Signals and messages are sent from every cell in the body to each other, but also to the master signal makers, the heart and the mind — these two are co-CEOS of the body. They both run the body by being the strongest signals produced, but of the two the heart signal is over 5000 times stronger than the mind signal.
Well, then you would say that it’s obvious: the heart will control the cells of the body all the time. It doesn’t turn out this way because the heart signal is only 5000 times stronger when it is actively chosen by the driver of the car. Let me restate this: the heart signal is 5000 times more accurate — so imagine you have two GPSs in your car and they’re both giving you information. The mind GPS is the biggest and the loudest but not always accurate, but very easy to follow and very user friendly. On the other hand, the heart GPS is very quiet and very small and most people have never learned how do use it, but when they do it is always perfectly accurate.
So what do people do when they’re in a hurry, what do people do when they’re in the busyness and hectic pace of their day? They choose the easiest navigator, the one that takes the least energy, so 99.9% of the time they choose the mind GPS because they never took the time to learn how to use, to get familiar with, and get comfortable with the heart GPS.

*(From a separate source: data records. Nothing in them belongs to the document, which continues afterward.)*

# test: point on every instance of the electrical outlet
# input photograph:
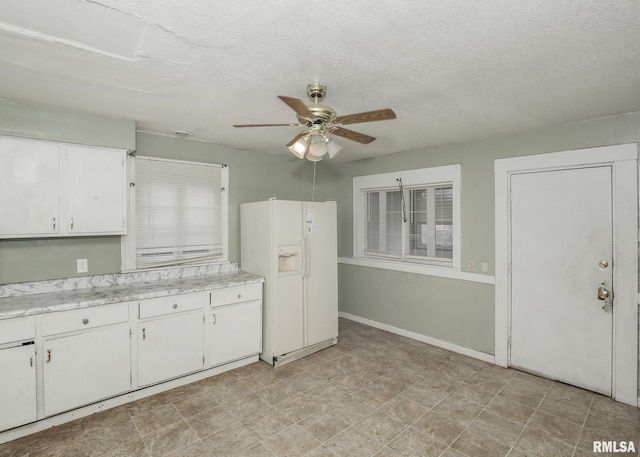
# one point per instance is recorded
(82, 265)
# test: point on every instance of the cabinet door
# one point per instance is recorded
(86, 367)
(29, 187)
(96, 190)
(18, 381)
(236, 331)
(170, 346)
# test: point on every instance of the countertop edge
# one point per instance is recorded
(68, 300)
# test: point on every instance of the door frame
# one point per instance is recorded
(624, 162)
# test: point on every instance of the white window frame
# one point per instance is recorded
(423, 177)
(128, 241)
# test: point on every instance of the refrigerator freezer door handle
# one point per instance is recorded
(306, 257)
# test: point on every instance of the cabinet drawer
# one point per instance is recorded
(170, 305)
(69, 321)
(16, 330)
(236, 295)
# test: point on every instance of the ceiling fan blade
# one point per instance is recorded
(267, 125)
(369, 116)
(298, 106)
(296, 138)
(351, 135)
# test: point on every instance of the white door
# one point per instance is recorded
(235, 331)
(96, 190)
(86, 367)
(29, 187)
(18, 381)
(561, 252)
(321, 272)
(169, 347)
(287, 307)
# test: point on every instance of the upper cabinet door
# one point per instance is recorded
(29, 187)
(96, 181)
(50, 189)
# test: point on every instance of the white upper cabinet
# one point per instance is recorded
(29, 187)
(58, 189)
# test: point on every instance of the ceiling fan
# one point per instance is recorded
(318, 121)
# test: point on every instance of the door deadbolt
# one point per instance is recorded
(603, 293)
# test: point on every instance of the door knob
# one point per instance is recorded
(606, 295)
(603, 293)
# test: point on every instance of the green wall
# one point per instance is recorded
(455, 311)
(252, 176)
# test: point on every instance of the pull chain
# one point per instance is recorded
(313, 187)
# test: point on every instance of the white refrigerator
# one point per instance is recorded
(293, 245)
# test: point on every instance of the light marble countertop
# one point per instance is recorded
(29, 304)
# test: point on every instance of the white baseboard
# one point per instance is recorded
(423, 338)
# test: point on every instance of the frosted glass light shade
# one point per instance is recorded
(318, 148)
(333, 148)
(299, 148)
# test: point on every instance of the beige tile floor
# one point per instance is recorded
(374, 394)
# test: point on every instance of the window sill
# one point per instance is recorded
(428, 270)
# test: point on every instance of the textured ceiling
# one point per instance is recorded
(451, 70)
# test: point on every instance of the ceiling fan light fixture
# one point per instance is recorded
(318, 147)
(299, 148)
(333, 148)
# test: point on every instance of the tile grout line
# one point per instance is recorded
(531, 418)
(584, 421)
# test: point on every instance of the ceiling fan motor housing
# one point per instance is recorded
(322, 115)
(316, 92)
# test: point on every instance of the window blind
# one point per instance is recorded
(178, 212)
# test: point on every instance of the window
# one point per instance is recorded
(409, 216)
(180, 213)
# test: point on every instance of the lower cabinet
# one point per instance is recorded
(79, 357)
(235, 331)
(18, 381)
(86, 367)
(171, 344)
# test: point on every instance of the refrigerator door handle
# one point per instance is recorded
(306, 257)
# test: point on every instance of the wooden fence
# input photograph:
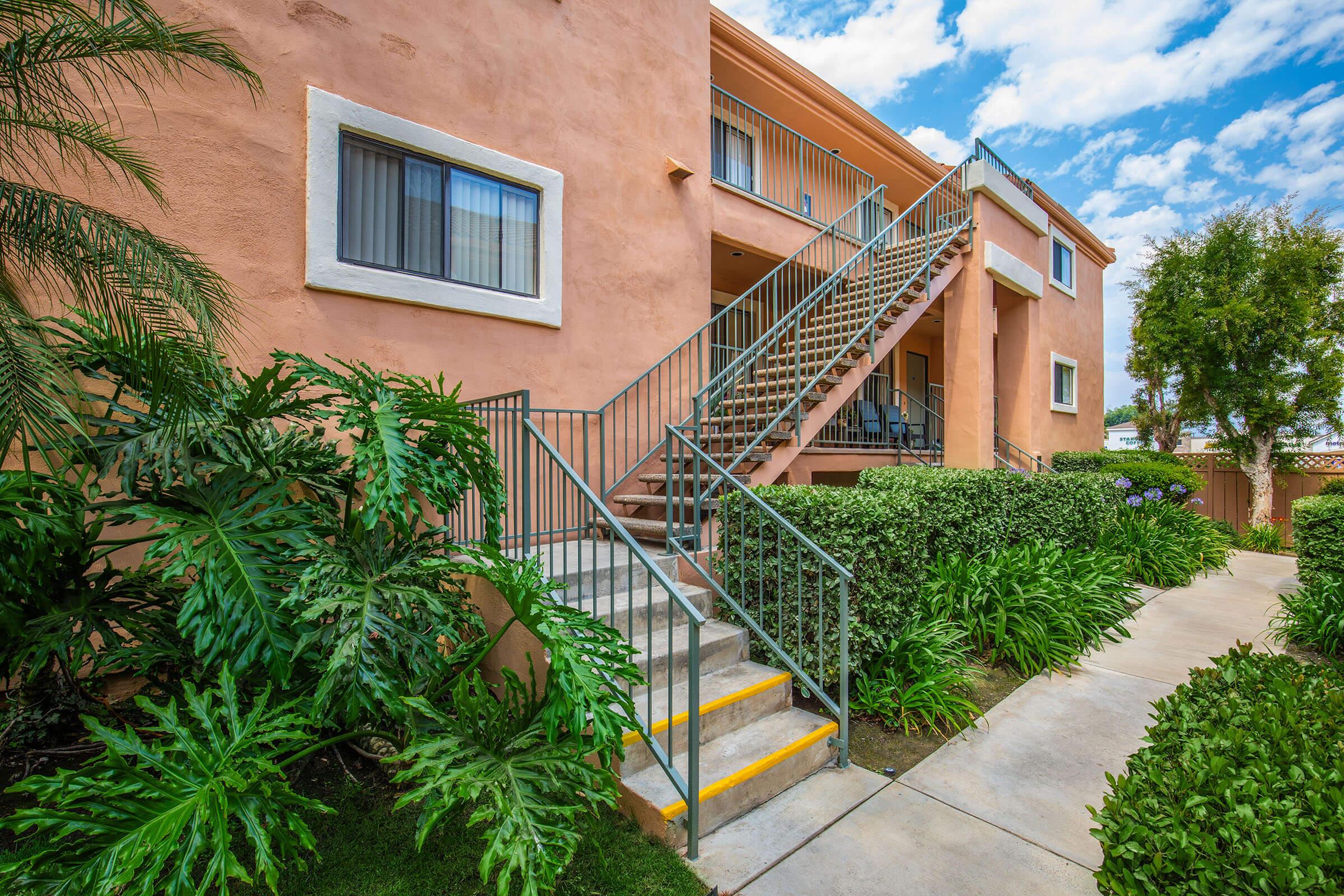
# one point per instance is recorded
(1228, 492)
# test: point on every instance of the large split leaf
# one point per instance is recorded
(163, 814)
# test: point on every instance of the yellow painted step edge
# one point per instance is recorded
(727, 700)
(754, 769)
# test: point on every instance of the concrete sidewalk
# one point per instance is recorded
(1003, 810)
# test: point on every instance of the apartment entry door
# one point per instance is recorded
(917, 388)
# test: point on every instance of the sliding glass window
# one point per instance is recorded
(425, 217)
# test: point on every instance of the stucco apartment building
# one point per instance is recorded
(639, 210)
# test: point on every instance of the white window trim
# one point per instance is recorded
(1065, 362)
(328, 116)
(1050, 262)
(750, 129)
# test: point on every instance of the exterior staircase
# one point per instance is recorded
(834, 346)
(753, 742)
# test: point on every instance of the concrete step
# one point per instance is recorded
(643, 530)
(750, 846)
(725, 457)
(756, 403)
(745, 419)
(729, 699)
(595, 567)
(662, 479)
(740, 770)
(647, 609)
(666, 656)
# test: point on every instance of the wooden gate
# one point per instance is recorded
(1228, 492)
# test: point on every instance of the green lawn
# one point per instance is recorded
(370, 851)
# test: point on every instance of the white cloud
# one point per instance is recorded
(870, 57)
(1074, 63)
(1160, 170)
(939, 146)
(1096, 153)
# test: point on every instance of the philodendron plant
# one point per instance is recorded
(295, 593)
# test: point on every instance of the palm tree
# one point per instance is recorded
(62, 65)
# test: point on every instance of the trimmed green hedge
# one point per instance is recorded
(1241, 789)
(1319, 535)
(979, 511)
(886, 533)
(1148, 474)
(1093, 461)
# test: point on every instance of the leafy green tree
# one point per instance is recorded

So what messages are being sent by the mind to the body through the brain? And how are these messages affected by the environment?
The messages the mind is primarily sending to the body through the brain are messages of stresses, of fires that need to be put out, so the body is constantly thinking and running under stress to put out all the fires. This is what we call sympathetic nervous system dominant. Your autonomic or automatic nervous system is the division of your nervous system that controls your organ and gland function: sympathetic is the speeding up function; parasympathetic, the slowing down or balancing function. So, when we’re in stress mode, we’re in the sympathetic dominant mode, and the sympathetic and parasympathetic nervous systems are communicating to the cells of the body through the vagus nerve from the brain to the organs. So the messages the mind sends to the brain, or the heart sends to the brain, go through the vagus nerve down to the organs and glands. If we’re in stress mode, then those messages from the brain to the body through the vagus nerve are sympathetic dominant and are signaling as if running away from a lion to survive. If those messages are instead more heart driven to the brain to the organs through the vagus nerve, these messages are to rest, digest, and heal.
So what the Baylor College of Medicine study showed was that the metabolites made by the intestinal microbiota, primarily driven by the food you eat, greatly communicate to the brain signals that will cause it to be either in stress mode, or rest, digest, and heal mode. What types of foods do you think communicate the latter?
Living raw plant foods. They have good, inherent microbiota within them, they have the enzymes to break down the food within them, and if they are living food, they also have the biophotons, or energy of light, in the food itself.
What a drastic difference in metabolites between living raw plants that are complete in themselves with everything the body needs; versus cooked, denatured, oxidized, free radical forming, and immune overstimulating into inflammatory byproducts foods.
So you’re very definitely a byproduct, mentally, emotionally and physically, of what you eat; so choose wisely those metabolites that are being produced from your food choices so that they are creating an environment to support mental, emotional, and physical health, rather than giving rise to mental, emotional, and physical disease.
Always remember that you’re driving the car. You can listen to a lot of signals and messages, but you have to decide where to go, and your whole body, mind, and emotions depend on the choices you make.